T Nation

Double Dip Recession?


#1


One of the very best predictors used to gauge markets and demand is the Baltic Dry Index. It measures shipping and freight rates globally and is not subject to speculation in any way. As such, it is the gold standard for investors.

This current chart looks mildly ominous. With the S&P soaring and sporting a PE of 24, this doesn't bode well. It appears to be a bubble.

Thoughts, anyone?

http://www.investmenttools.com/futures/bdi_baltic_dry_index.htm


#2

There was an article in the Globe and Mail about this earlier last week... I can't find it online and I don't wanna type it out, but here is a similar article:

http://www.theglobeandmail.com/report-on-business/the-risk-of-a-double-dip-recession-is-rising/article1262175/


#3

Article makes some good points. The trouble I forsee is that shifting the massive debt burden to government, to bail out the financial system, is that government must now either increase taxes or debase the currency, in order to pay interest. (It could repudiate debt but that's unlikely for us.) This must reduce aggregate demand -- the people lending to government have more of a propensity to save (like the Chinese), so money is transferred to non-spend-a-holics.


#4

Ever read Robert Precther of Elliot Wave fame? Brilliant man, predicts off of socio-economic trends ie. large scale cycles of social optimism and pessimism. Has a pretty brilliant record, other than underestimating the magnitude of the last equities and commodities bubbles. He has been spot on of late. He predicts that after the current bear market rally, which should soon be over if not already, that we will move to a Super Cycle wave three of three (not good). What does this mean if he is correct? A global deflationary depression that would make the 1930's look easy. I hope he is wrong, but I got a bad feeling....


#5

Check out Mike Shedlock's blog. He's saying the same thing.

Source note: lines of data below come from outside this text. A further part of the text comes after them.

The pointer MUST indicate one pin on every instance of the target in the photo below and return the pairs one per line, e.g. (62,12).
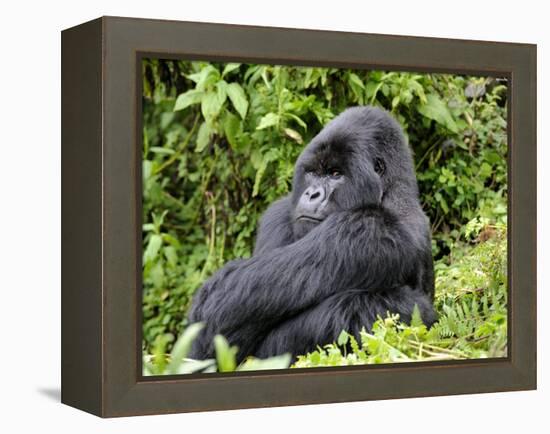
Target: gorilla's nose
(314,195)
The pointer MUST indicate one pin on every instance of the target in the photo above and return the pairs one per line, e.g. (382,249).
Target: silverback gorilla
(349,243)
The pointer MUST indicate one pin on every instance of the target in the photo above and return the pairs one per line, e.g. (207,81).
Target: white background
(30,214)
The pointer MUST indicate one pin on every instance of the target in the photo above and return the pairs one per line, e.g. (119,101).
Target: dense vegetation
(220,141)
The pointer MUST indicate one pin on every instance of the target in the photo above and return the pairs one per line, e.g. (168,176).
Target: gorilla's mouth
(308,218)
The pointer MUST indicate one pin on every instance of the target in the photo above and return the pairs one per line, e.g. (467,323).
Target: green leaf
(229,68)
(226,356)
(269,120)
(231,127)
(188,98)
(153,246)
(171,255)
(278,362)
(416,317)
(343,338)
(438,111)
(238,98)
(182,346)
(206,77)
(203,137)
(355,80)
(294,135)
(212,101)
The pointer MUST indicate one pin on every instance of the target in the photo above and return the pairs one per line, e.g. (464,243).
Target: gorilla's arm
(275,228)
(367,248)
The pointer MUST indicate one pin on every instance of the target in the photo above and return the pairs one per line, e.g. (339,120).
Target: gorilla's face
(345,166)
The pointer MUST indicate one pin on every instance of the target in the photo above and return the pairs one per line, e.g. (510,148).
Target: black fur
(308,281)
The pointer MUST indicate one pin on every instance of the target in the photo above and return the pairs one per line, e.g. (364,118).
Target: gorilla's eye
(334,173)
(379,166)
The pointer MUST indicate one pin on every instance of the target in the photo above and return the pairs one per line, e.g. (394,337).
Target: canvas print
(301,217)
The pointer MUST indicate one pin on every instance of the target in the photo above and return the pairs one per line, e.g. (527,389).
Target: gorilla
(349,243)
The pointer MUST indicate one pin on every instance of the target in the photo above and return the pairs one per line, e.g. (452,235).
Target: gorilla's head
(359,159)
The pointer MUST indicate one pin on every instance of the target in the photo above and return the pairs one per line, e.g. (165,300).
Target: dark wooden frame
(101,238)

The thing to keep in mind that all of the people telling us that we've turned the corner on this recession are the ones who were telling us everything was fine in 2006 and that we needed to get into the housing market right now. Insanity is listening to these people again and expecting better results.


#6

I'm familiar with some of his work, but not a lot. A deflationary depression would be good for t-bonds/bills, but are the de-leveraging forces large enough to consume all the money Bernanke is printing?

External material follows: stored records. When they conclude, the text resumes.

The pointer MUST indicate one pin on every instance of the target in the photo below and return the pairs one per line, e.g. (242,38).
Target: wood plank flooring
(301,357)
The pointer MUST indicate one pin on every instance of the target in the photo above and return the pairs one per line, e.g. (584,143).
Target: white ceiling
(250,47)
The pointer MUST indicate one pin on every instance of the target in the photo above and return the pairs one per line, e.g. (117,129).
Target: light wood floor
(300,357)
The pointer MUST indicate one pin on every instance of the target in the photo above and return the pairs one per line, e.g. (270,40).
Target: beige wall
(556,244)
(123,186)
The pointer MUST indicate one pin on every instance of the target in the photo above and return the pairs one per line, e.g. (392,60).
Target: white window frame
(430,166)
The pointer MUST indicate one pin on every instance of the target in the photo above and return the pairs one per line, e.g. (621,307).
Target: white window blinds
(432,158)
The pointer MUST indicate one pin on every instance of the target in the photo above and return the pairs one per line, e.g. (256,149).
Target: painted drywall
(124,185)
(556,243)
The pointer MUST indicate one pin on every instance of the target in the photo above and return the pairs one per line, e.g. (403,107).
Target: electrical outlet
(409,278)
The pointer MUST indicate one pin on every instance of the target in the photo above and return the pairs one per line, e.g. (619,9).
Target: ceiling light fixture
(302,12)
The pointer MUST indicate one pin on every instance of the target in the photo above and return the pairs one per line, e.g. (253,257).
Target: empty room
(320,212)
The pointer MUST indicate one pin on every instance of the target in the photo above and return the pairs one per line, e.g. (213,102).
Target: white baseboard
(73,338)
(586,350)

There must come a point where it is simply impossible to pay the interest on all the debt. No one will vote for people who initiate the tax rates to even begin to pay the interest. Massive inflation or ruinous taxes? Either case would qualify to cause a depression.

I think the Chinese believe that every system gets two or three hundred years before it collapses. So our time may indeed be up. Military dictatorship soon to follow.


#7

One of the guys over on the Market Oracle (where Shedlock contributes) says he found something like 12 economists out of over 15,000, who predicted the meltdown. Almost all of them had no clue. But we don't need economists to tell us that we can't spend more than we earn...forever.


#8

Double dip recession? I can see it. I don't see a world depression coming that will rival 1930's, but I do see the actions of Obama, and the liberal Congress causing the economy to stagnate.

Regardless of what Obama does, there are a lot of smart people (outside of government) who will keep the economy chugging along in spite of what is done. (They won't get any credit.) But I do not see any "boom" time as long as he is in office.

Unless there is a big change in Congress, the plan is to let the Bush tax cuts expire in 2010. (And they are not calling that a tax increase, even though taxes will increase.) Depending on how weak the economy is then, it could slow down a recovery, turn a minor recovery into another recession, or be an economic sledgehammer to a recession.